Zdaniem znajomych uczestniczących w całym marszu, mogło się przewinąć około 20 tysięcy ludzi (jak ktoś śmiga na co dzień na mecze to i ilość ludzi na tego typu „imprezach” łatwiej ocenić). Fenomenalny wynik. A i tak część jadących autokarów (niestety) nie dojechała.
Gigantyczny szacunek za mobilizację dla wszystkich obecnych na marszu ekip kibicowskich. Ostatni raz takie hordy kumatych zmieszanych między sobą widziałem w Bratysławie na kadrze. Brawo, brawo i jeszcze raz brawo.

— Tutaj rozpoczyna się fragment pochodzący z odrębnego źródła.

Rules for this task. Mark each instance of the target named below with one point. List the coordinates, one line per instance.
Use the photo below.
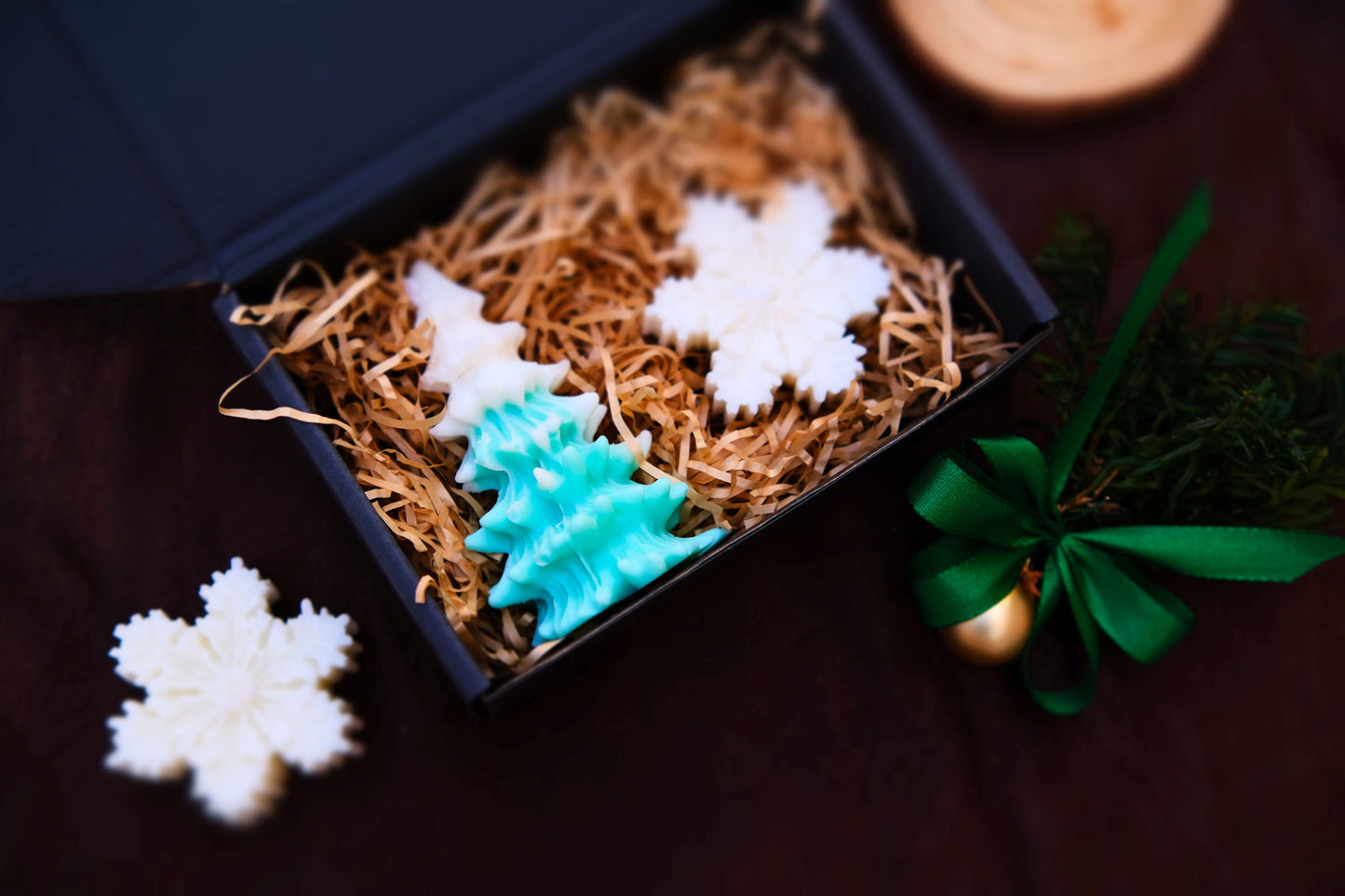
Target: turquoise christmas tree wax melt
(579, 533)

Żałuje tylko jednego- sporego spóźnienia (przyczyny obiektywne; pewnych rzeczy nie sposób przeskoczyć), przez które nie było mi dane stawić się w Źródle. Z relacji znajomych wiem, że widok niesamowity i niezapomniany. Mam nadzieje, ze jakies foteczki da rade obaczyć
Lewusom życzymy szczęśliwych powrotów do domów, hehe A w dzień najbardziej rozbawiło mnie info o tym, jak to na Raków ustawiła się trzykrotnie większa grupa Antify, która… tradycyjnie musiała uznać wyższość rywali.
Wiele w tym prawdy, popieram ten tekst, chociaz jego tresc popiera zamieszki.